El problema, por supuesto, viene cuando hacemos esas reflexiones y no funcionan, cuando descubrimos que la realidad ha sido superada ampliamente por la ficción y tenemos la sensación de que los personajes en la pantalla son más reales que nosotros mismos.

Algo parecido le sucede al narrador y protagonista de “Residuos”, primera novela de Tom McCarthy, (Londres, 1969). Desde que un objeto cayera del cielo y le golpeara en una calle de Londres, dejándole en coma durante unos meses, y después de una dura rehabilitación, un largo proceso que conllevó un re-aprendizaje cerebral —aprender de nuevo a hablar, moverse…—, siente que es “de segunda mano”, que todo en él es falso, artificioso, de alguna forma no real. Del accidente en sí no sabe casi nada, pero tampoco puede indagar demasiado puesto que de lo contrario perdería la cuantiosa suma de dinero que le han dado por olvidar lo ocurrido.
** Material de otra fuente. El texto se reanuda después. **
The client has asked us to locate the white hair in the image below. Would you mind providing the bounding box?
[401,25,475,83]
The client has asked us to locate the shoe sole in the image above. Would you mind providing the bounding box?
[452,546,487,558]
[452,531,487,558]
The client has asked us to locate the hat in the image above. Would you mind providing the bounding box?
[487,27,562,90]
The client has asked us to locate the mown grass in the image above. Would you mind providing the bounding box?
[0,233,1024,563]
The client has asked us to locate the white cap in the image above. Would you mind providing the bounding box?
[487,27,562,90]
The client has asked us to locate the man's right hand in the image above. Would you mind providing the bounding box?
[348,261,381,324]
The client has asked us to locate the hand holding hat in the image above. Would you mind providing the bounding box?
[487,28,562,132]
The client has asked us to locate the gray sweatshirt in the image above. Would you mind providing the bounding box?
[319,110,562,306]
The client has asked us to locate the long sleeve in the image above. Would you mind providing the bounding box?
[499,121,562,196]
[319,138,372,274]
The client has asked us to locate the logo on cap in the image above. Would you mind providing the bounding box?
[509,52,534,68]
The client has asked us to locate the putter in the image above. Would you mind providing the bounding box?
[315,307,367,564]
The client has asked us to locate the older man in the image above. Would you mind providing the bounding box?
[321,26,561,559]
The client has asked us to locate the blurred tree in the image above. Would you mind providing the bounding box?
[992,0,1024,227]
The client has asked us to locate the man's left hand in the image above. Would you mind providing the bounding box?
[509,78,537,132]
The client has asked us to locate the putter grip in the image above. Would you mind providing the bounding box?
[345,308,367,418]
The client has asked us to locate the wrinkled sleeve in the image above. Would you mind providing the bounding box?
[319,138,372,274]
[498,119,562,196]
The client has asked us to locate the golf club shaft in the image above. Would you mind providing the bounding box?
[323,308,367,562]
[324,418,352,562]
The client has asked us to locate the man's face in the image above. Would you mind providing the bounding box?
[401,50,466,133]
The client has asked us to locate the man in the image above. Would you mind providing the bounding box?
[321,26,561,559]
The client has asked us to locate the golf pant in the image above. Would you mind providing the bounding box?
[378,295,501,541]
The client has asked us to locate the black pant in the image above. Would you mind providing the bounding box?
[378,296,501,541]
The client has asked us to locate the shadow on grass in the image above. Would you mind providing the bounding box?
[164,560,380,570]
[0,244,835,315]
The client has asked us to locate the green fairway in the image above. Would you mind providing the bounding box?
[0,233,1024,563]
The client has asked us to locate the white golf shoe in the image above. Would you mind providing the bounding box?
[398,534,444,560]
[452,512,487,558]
Así, multimillonario pero vacío, su vida carente de sentido, moviéndose y viviendo como un autómata, encuentra un día en la pared de un cuarto de baño una grieta que le recuerda a un momento anterior al accidente en el que se sintió “de verdad” y donde sus movimientos no eran forzados ni artificiales. A partir de aquí, toda su atención y esfuerzo se centrará en crear una minuciosa réplica de la casa —grieta incluida— y del bloque entero de viviendas, e incluso contratará actores para que cumplan con el papel de los vecinos. Solamente en el edificio, obligando a los actores a repetir una y otra vez escenas vividas con anterioridad o inventadas según sus gustos, se siente auténtico y natural. Pero pronto el edificio no le basta y las re-creaciones se amplían a un taller de neumáticos o a un banco. A medida que éstas se suceden, la realidad se va diluyendo como una pastilla efervescente en un vaso de agua. La ficción es ya lo único que cuenta.
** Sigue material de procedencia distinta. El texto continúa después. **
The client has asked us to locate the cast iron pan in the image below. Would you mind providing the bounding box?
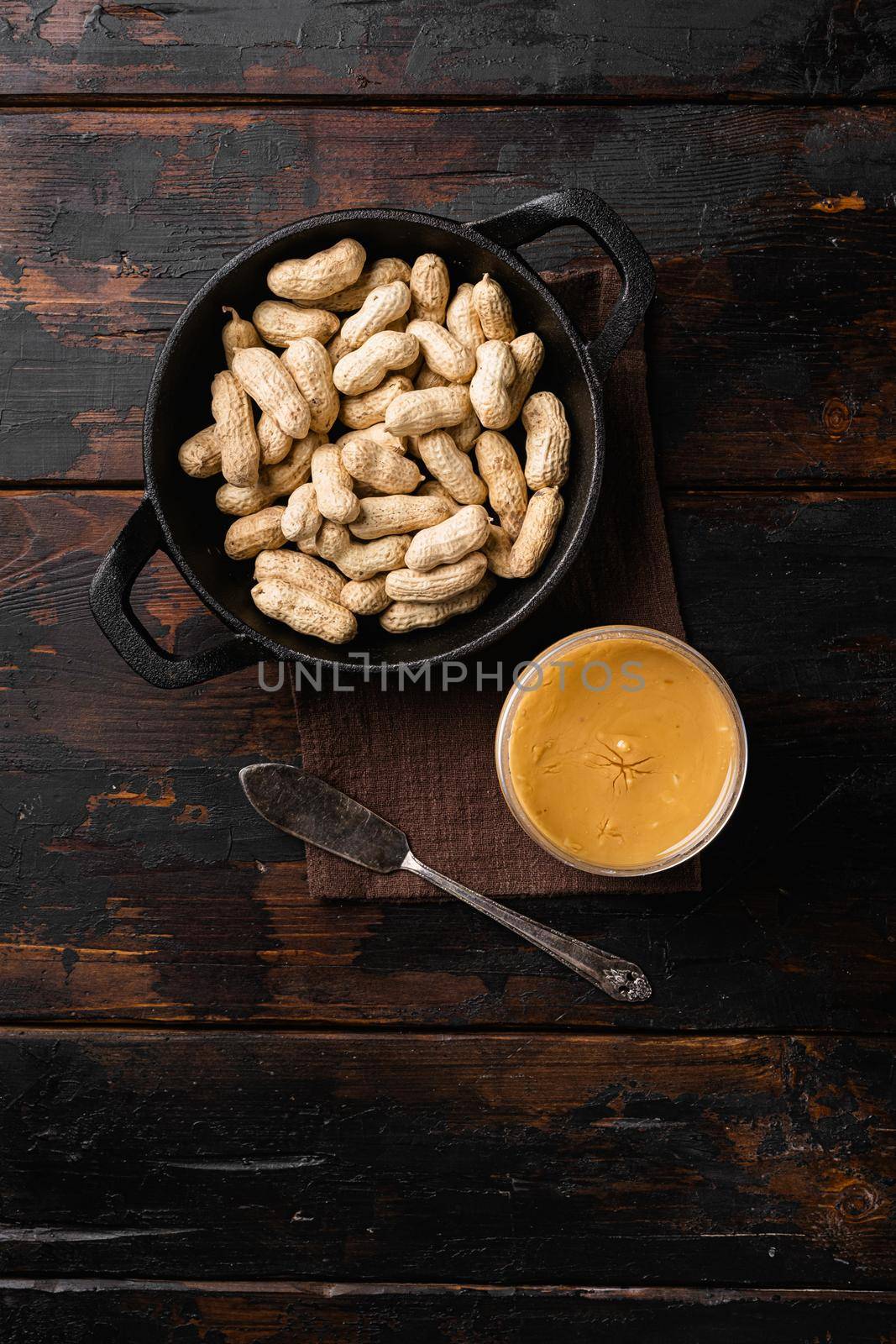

Uno de los aspectos más interesantes de “Residuos” es la capacidad analítica del narrador, su facilidad para explicar detenidamente la falta de empatía que siente hacia lo que le rodea y que no está inmerso en sus re-creaciones o hacia las personas que se encuentran junto a él y a las que sólo valora en tanto forman parte de sus actividades. Es, de esta manera, una suerte de Meursault “El extranjero”— con conocimiento de causa, de Josef Bloch “El miedo del portero ante el penalti”— reflexivo y al tiempo extrovertido, un personaje complejo con una clara disfunción afectiva y con un evidente problema de despersonalización del que es plenamente consciente y del que nos da cuenta con una lucidez poco común.
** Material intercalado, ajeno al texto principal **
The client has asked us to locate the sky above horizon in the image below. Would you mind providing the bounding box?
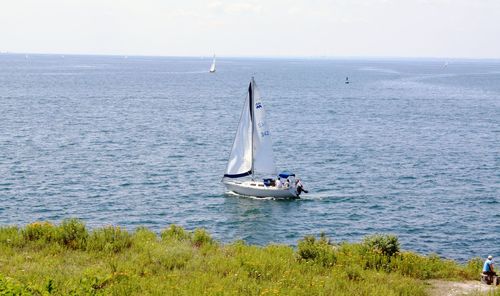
[0,0,500,58]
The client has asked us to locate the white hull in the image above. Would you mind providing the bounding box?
[223,180,299,198]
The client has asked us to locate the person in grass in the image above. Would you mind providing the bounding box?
[483,255,497,276]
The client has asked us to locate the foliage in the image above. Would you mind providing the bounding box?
[363,234,399,257]
[297,236,336,266]
[87,226,132,253]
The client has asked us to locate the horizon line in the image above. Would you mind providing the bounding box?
[0,51,500,61]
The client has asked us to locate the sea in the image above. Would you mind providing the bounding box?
[0,53,500,262]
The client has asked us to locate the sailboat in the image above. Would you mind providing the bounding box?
[222,77,307,199]
[210,54,215,73]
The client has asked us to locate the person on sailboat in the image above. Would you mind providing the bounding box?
[483,255,497,276]
[285,178,290,188]
[276,177,283,188]
[295,179,309,195]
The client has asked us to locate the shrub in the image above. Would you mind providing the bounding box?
[363,234,399,257]
[21,222,57,242]
[58,218,89,250]
[161,224,190,241]
[297,236,337,266]
[0,226,25,247]
[87,226,132,253]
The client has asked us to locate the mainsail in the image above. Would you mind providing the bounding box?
[224,78,276,178]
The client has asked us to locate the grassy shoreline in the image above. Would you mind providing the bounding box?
[0,219,490,295]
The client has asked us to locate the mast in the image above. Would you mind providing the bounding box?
[248,76,254,180]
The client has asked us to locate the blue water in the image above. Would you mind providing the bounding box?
[0,54,500,260]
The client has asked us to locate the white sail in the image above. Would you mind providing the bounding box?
[224,86,252,178]
[224,78,276,178]
[222,77,307,198]
[210,55,215,73]
[251,78,276,175]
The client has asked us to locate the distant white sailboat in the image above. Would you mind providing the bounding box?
[222,77,307,198]
[210,54,215,73]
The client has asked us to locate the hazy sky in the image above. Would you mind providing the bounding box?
[0,0,500,58]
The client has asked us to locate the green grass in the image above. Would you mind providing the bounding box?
[0,219,488,295]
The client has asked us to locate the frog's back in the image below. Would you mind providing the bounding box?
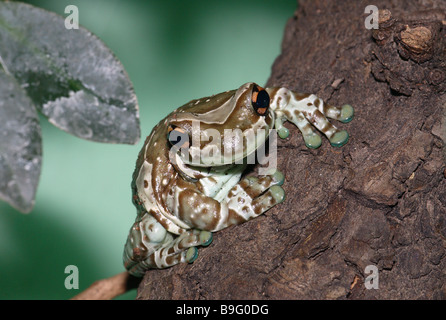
[174,90,236,114]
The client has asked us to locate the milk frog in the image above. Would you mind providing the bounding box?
[123,83,353,276]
El cuidado del detalle, de la imagen adecuada y de la concreción lingüística es algo que está muy presente durante toda la novela y que el autor trabaja con acierto. No cae en malabarismos lingüísticos, en descripciones excesivas o en detalles irrelevantes que ralentizarían la acción y alejarían al lector de lo principal, es decir, del proceso autodestructivo en el que se halla inmerso el personaje. “Residuos” es así una novela de lectura fluida en la que el ritmo se mantiene sin altibajos y donde se nos plantea un particular universo ficcional que, por sorprendente que pueda parecer, funciona dentro de los límites que él mismo se ha impuesto.